Basudeba,
I have proposed that if maths and physics assume that processes are identically repeatable, or that two identical objects may exist, then they are not precisely describing nature. That does not of course makes mathematics itself 'wrong'!
My falsifiable evidence is this; Ask a top player to firmly break a frame of snooker balls by hitting at velocity u. I propose that any attempt to recreate the final complex pattern of balls in the same way will fail. Experiment 2; ALL grains of sand created by the same process in a desert will be different in some way. I go further; Experiment 3; Smash two coconuts together and film with a high speed camera. You may repeat for 1,000 years!!, but even if (4) we say we'll smash two 'identical' coconuts together (only metaphysically possible) we won't achieve the precise same outcome!

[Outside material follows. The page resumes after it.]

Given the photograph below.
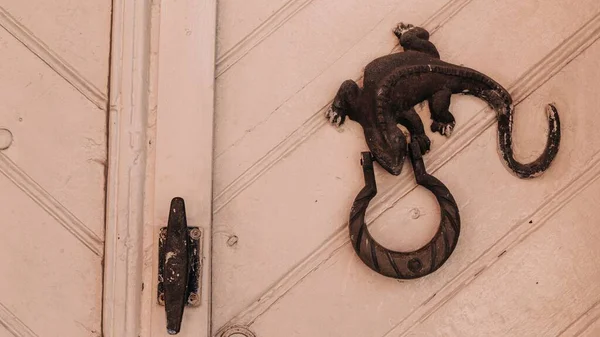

Now what I point out is that at present we DO NOT HAVE any 'category' or law beyond the 'Law of the Excluded Middle' so cannot rationalise the deviations. Can you perhaps suggest one?
You may be thinking, well the mathematical description is precise, it's trivial if nature varies slightly so why worry? I suggest that thinking hides the truth. It is NATURE that's primarily important here, not Maths! Wigner missed the point. There are fundamental non-trivial truth's we've missed by thinking as we do. You say "all paradoxes are wrong". I agree. It's our poor thinking at fault.
Maths is an abstract (metaphysical) 'approximation' of nature, where A=A is essential, and I agree all you say of it's domain. But when we are considering the (physical) entities nature alone, and REAL interactions, then we need a different descriptor, which can only be the 'squiggle' approximation of =, ;A~A, which is then equivalent to a Bayesian inverse distribution as a quantum PA distribution. Effectively this shows we have underparameterized the complexities of nature with our mathematics. In the EPR case, the statistical method used cannot then access and quantify the additional degrees of freedom in nature. (The proposed approach has exposed solutions to many resolutions of paradoxes and anomalies in astrophysics).
Do you now better understand? I look forward to reading your essay and chapter on Bells Inequalities.
PS. To tune yourself in to the well developed philosophies on this on FQXi you'd do well to read the winning essay last year and, for instance, the McEachern and Sycamore essays.